PagerDuty Blog

Monitoring in the Microservices Age

Photo by photohome_ukManaging Increased Complexity Against Greater Agility

Thanks to Docker and the DevOps revolution, microservices have emerged as the new way to build and deploy applications — and there are plenty of great reasons to embrace the microservices trend.

If you are going to adopt microservices, you also have to understand that microservice architectures have many moving parts. When it comes to incident management, this presents an important difference between microservices and monolithic architectures. More moving parts mean more complexity to monitor and manage in order to keep applications and infrastructure healthy and running.

Let’s take a look at why microservices increase IT monitoring challenges and explore how organizations can handle the added complexity.

Defining Microservices

A microservice is a small application component that, when combined with other microservices, forms a complete application. If you deploy an app using Docker, it is likely composed of multiple containers. Each container represents a distinct microservice.

Microservices have become popular over the last several years as the DevOps movement has encouraged continuous software delivery processes. An application that is deployed as microservices is easier to manage, because admins can trace issues to particular microservices within the application. It is also easier to update, since an update to a particular component of the application requires admins to restart only that microservice, rather than the entire app. For these reasons and more, microservices help to facilitate continuous delivery.

The introduction of Docker in 2013 helped fuel interest in microservices. Docker containers provide convenient building blocks for microservices and enable an easy migration path for organizations seeking to port legacy applications (designed according to a monolithic architecture) over to a microservices model.

Complexity: The Microservices Trade-Off

Organizations adopting microservices need to consider the additional complexity that they add to infrastructure. When a monolithic application is transformed into a microservices application, it introduces more moving parts for admins to monitor and manage.

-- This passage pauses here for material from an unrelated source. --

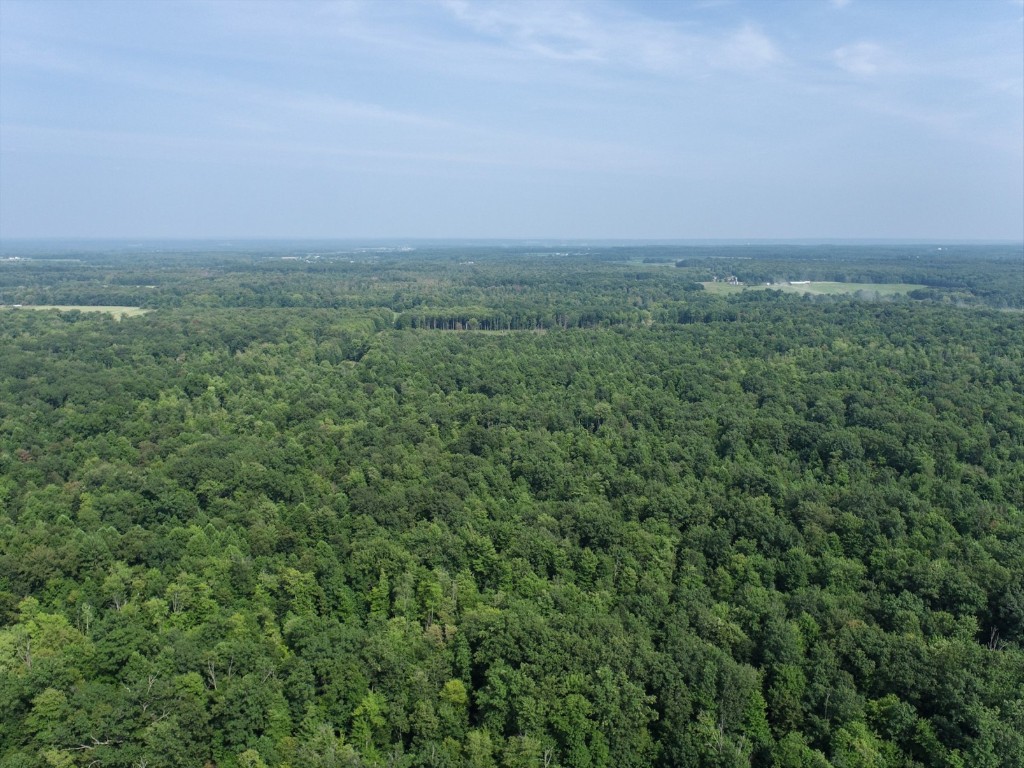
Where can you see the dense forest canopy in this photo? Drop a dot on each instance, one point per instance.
(512, 506)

For example, consider a monolithic web app whose front-end and database run as a single application on a virtual server dedicated solely to that application. Monitoring this application is relatively simple. When one part of it goes down, the entire app goes down. There is only a single host to monitor and a single alert to contend with. To be sure, you could take a more nuanced approach to monitoring an app like this, if desired. You could monitor connections across different ports, for example, or monitor the server and database processes distinctly. Even with this approach though, the number of moving parts you have to monitor would be relatively small.

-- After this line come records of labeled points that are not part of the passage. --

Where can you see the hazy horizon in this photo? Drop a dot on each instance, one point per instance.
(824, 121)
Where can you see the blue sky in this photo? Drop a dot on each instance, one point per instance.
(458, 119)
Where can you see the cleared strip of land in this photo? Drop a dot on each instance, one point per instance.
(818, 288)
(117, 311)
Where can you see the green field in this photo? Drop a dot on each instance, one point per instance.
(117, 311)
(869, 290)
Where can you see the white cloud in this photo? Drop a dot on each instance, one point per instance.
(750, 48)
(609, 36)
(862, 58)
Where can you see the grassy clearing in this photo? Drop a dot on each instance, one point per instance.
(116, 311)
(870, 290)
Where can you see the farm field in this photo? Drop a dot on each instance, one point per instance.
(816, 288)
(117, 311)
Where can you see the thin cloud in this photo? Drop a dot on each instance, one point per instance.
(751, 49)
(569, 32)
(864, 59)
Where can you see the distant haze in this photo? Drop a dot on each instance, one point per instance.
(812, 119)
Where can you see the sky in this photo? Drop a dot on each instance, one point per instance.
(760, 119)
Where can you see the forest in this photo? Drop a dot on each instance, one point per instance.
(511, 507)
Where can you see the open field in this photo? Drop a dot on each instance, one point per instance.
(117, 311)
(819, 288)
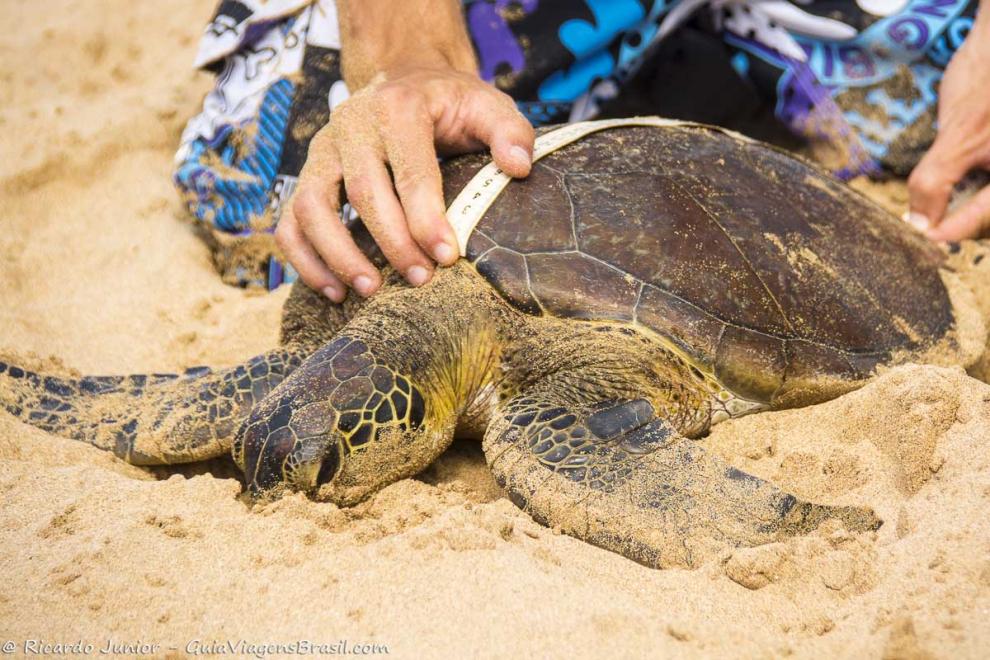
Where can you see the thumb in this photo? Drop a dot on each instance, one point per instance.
(931, 182)
(498, 123)
(968, 222)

Now, consider the same app deployed as a set of containers. Instead of a single virtual server with the application running on it as a simple process, you’ll have the front-end and database layers running as different processes. Docker will spawn dozens, or, in a scale-out deployment, perhaps even hundreds of containers to support each of those processes. The number of containers would change constantly in response to application demand. In addition, you might have other containers in the mix devoted to tasks like collecting statistics about your application. To ensure application availability and performance, you would have to monitor all of these components — not to mention the Docker daemon itself. That’s a lot more complex.

To be clear, I do not mean at all to suggest that microservices are a bad idea. In the example above, the microservices-based version of the web application will be much more scalable and agile than the monolithic version. This additional agility is well worth the extra monitoring effort.

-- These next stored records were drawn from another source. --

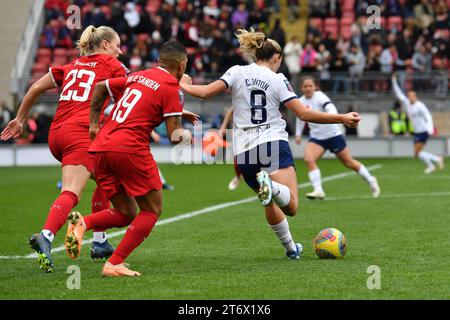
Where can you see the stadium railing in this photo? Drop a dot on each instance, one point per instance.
(27, 50)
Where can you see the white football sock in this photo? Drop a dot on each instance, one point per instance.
(282, 232)
(431, 156)
(281, 194)
(316, 179)
(425, 158)
(99, 237)
(48, 235)
(365, 174)
(163, 180)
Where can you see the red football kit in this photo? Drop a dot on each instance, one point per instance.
(123, 162)
(69, 132)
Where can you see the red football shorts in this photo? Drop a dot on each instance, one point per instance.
(69, 145)
(126, 173)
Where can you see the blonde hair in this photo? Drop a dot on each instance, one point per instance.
(92, 37)
(256, 44)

How to Monitor Microservices Effectively

An effective microservices monitoring strategy requires attention to two facts.

  • The first and most obvious is that microservices mean there are more components to monitor. This is not a hugely challenging issue to contend with; you simply need to ensure that your incident management platform is robust enough to handle a large number of alerts, assist you in triaging them, route them to the right people, and so on. Additionally, as microservices introduce a much higher volume of alerts, your incident management platform should also reduce alert noise when possible. Non-actionable alerts should be suppressed, while related alerts can be grouped or correlated into issues that require a response.
  • The second, more complicated fact to bear in mind is that by increasing complexity, microservices also increase the amount of information that admins have available to them to help manage incidents — and that’s a good thing. While having more components to monitor means that there is more data to contend with, that extra data can be leveraged to pinpoint problems. An alert related to a monolithic app simply tells you that there is something wrong with that app somewhere, and it’s up to you to figure out exactly what the issue is. With microservices, however, an alert related to an individual Docker container allows admins to hone in on the exact microservice within the app that caused the incident. They can then resolve the incident on that container without disrupting the other containers on which the app relies.

Microservices create both a challenge and an opportunity for incident management teams. They make infrastructure more complicated, but they can facilitate more effective and targeted incident response. The key to monitoring microservices effectively is understanding the differences between monolithic and microservices monitoring, and having microservices-ready incident management solutions and workflows in place.